Fachmann Dietl empfiehlt im Streitfall Meditation

In der abschließenden Fragerunde wollte eine Zuhörerin wissen, ob sie bei einer Überschreitung der Freibeträge die Immobilie an Kinder unter Wert verkaufen darf. Jocher empfahl 50 Prozent zu verschenken. „Dann verkaufen sie nie unter Wert“, sagte sie mit einem Augenzwinkern. Um Erbstreitigkeiten in der Familie nicht eskalieren zu lassen, riet Dietl zur Mediation und bediente sich dabei einer Metapher. „Wenn eine Mutter eine Orange in der Mitte teilt und die beiden Hälften je einem Kind gibt, sind vielleicht beide unzufrieden“, gab er zu bedenken.
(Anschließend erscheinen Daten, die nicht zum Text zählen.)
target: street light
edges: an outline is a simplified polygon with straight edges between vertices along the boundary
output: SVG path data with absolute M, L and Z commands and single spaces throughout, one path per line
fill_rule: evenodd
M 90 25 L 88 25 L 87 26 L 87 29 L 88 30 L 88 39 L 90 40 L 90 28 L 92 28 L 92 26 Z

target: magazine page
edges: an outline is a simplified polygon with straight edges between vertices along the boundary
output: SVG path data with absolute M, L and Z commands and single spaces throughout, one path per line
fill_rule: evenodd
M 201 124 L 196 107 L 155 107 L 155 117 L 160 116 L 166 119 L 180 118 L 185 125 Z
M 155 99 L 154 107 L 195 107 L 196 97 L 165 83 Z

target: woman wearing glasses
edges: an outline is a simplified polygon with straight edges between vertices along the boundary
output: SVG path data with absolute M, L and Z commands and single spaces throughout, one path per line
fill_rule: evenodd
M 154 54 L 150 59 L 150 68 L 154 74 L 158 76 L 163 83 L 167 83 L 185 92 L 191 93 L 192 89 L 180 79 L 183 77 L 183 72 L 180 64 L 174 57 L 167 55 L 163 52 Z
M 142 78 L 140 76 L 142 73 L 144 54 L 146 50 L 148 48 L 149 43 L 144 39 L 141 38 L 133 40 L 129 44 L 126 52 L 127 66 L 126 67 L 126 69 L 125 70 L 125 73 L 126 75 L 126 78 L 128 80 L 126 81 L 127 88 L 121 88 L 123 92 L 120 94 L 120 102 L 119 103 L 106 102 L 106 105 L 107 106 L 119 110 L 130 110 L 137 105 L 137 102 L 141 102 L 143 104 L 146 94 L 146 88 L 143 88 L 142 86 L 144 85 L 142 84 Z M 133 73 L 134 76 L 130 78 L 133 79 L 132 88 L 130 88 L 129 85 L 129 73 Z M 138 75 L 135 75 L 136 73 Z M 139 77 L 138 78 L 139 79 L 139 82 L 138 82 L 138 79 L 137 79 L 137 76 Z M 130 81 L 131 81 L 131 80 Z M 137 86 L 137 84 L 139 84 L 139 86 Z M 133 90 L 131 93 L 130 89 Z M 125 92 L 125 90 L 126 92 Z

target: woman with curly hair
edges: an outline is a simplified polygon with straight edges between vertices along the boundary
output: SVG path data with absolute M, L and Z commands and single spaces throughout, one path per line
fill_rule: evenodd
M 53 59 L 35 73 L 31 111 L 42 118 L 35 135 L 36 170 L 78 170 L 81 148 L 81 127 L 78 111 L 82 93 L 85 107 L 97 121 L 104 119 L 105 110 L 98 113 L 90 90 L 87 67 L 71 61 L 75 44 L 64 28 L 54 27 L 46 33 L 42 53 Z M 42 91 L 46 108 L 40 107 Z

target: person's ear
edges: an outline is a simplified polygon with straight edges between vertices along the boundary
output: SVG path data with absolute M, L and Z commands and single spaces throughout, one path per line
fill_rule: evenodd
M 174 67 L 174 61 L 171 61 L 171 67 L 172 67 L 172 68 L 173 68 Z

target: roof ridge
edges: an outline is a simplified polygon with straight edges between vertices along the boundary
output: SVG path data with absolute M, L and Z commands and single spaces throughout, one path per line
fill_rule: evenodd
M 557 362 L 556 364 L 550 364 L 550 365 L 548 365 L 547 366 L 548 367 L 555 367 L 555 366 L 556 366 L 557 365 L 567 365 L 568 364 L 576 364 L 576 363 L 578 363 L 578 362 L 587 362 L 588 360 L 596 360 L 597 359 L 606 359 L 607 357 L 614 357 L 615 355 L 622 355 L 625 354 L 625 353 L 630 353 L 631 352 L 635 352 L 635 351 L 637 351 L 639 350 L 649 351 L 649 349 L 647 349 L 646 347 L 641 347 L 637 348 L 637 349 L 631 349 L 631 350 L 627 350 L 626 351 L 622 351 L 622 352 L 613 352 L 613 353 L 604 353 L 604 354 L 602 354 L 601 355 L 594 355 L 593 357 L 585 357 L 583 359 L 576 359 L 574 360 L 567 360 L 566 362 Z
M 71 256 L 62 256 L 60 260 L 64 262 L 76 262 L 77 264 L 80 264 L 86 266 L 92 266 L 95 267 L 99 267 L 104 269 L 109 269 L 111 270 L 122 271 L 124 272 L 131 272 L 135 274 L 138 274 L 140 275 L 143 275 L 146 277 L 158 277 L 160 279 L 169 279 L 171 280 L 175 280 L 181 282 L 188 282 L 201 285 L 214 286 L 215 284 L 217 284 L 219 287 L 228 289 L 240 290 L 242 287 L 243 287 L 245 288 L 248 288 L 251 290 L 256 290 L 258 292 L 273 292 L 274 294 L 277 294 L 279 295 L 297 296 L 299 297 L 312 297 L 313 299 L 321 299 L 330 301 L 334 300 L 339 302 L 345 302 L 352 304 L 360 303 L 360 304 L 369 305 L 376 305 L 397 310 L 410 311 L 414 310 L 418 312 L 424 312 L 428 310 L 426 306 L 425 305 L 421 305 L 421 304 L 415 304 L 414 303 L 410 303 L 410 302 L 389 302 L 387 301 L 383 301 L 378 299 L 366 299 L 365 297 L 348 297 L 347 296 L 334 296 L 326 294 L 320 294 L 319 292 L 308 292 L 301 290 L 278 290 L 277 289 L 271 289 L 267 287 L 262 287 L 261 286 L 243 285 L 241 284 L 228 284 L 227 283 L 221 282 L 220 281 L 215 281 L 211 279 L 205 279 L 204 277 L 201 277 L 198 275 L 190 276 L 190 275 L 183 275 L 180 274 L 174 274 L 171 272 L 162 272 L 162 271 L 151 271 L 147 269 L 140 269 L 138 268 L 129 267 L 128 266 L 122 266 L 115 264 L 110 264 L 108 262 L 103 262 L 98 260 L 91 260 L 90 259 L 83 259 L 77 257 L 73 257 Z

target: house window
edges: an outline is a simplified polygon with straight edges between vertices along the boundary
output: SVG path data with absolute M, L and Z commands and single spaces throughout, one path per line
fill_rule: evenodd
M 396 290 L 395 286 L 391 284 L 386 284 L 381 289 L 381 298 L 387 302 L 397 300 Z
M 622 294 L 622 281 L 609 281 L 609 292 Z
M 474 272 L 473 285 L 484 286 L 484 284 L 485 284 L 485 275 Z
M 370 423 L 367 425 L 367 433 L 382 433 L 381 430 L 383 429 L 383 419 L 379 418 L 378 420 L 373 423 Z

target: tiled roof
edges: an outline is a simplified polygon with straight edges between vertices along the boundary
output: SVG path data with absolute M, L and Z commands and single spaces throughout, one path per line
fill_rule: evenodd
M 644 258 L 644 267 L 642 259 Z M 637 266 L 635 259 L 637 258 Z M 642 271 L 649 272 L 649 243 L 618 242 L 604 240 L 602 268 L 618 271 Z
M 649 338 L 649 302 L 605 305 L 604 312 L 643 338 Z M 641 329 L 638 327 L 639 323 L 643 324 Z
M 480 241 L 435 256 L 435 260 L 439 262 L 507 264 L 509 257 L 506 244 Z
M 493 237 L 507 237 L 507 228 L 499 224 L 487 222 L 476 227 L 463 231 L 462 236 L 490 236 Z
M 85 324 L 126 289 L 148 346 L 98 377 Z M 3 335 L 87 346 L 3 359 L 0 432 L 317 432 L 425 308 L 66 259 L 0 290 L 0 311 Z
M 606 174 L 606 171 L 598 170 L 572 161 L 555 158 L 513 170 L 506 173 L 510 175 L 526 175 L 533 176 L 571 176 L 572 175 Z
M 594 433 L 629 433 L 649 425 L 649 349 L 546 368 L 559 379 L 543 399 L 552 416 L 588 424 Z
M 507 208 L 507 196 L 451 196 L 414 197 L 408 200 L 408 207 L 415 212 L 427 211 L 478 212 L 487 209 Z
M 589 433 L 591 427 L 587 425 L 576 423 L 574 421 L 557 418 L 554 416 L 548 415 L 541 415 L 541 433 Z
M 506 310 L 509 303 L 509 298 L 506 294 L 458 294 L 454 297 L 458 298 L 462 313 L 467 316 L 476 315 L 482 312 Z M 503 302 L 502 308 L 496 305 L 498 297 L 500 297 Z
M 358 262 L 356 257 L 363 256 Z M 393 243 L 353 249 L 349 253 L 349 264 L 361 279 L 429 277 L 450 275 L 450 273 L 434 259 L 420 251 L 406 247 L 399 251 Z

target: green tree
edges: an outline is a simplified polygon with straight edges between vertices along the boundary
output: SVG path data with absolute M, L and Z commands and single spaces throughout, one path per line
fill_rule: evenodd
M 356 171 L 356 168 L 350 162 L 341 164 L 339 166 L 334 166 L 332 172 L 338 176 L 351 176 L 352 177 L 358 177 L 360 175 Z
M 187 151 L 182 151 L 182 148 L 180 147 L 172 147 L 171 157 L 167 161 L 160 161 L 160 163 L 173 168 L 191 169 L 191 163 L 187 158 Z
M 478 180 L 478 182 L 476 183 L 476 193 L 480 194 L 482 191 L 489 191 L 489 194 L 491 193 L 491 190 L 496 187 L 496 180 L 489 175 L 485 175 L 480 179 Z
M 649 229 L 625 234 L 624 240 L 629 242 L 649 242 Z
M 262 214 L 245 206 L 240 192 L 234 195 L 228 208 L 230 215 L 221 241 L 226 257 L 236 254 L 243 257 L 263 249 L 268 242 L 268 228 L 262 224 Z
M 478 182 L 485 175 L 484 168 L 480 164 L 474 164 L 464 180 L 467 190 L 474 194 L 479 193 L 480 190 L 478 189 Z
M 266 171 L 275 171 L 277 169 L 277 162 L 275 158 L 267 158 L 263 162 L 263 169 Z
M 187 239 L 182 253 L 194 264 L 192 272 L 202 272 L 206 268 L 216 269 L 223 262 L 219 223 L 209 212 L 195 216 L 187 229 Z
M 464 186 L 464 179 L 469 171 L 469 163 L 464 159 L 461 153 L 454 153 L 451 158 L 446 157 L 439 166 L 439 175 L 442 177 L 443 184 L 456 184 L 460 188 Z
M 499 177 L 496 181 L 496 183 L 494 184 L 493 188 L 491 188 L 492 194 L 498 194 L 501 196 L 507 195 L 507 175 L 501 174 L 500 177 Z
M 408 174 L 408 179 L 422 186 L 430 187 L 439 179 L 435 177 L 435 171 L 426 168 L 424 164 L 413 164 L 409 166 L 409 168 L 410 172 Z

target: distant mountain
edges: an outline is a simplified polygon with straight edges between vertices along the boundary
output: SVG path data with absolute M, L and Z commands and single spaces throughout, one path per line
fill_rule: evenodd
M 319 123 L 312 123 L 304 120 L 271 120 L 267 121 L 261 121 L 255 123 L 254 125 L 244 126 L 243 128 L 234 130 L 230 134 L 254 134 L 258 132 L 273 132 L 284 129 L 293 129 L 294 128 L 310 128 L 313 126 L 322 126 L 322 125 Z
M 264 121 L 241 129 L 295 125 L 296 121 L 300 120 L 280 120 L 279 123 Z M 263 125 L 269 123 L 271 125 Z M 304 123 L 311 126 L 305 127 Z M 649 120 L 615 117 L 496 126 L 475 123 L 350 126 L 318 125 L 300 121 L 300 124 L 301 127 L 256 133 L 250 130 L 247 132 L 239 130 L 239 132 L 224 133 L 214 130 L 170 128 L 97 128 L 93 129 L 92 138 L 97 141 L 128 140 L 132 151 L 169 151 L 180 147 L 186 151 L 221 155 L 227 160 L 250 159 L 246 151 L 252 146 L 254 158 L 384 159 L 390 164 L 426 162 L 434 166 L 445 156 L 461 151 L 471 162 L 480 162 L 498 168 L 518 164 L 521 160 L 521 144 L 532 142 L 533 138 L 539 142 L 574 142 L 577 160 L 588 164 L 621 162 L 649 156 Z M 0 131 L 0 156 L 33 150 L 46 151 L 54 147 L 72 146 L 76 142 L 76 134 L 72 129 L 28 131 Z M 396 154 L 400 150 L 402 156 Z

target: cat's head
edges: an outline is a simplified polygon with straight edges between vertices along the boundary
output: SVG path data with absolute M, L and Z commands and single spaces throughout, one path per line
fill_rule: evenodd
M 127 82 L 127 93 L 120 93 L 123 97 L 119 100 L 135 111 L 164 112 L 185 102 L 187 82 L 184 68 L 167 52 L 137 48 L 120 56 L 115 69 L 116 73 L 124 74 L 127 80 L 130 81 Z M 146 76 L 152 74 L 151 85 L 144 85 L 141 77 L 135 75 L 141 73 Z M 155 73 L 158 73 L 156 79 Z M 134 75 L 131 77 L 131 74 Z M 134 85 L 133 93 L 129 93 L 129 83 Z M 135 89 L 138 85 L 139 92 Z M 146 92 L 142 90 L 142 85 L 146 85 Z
Will der eine Sprössling nur Orangensaft rauspressen und der andere die Schalen zum Kuchenbacken verwenden, sei eine salomonische Einigung möglich.

Nichts ist schlimmer als ein Erbstreit in der Familie

Schneider zog ein positives Fazit des 29. Immobilienforums, das aufgrund des großen Interesses auch die Loisachhalle gut gefüllt hätte. „Verzeihen Sie mir, ich wollte es kuschelig im Foyer haben“, entschuldigte er sich bei den zum Teil stehenden Besuchern. Trotz der dargebotenen Informationsfülle könne der Abend jedoch eine persönliche Beratung nicht ersetzen. „Beschäftigen Sie sich rechtzeitig mit dem Thema: Nichts ist schlimmer als Streit in der Erbengemeinschaft“, berichtete Schneider aus Erfahrung.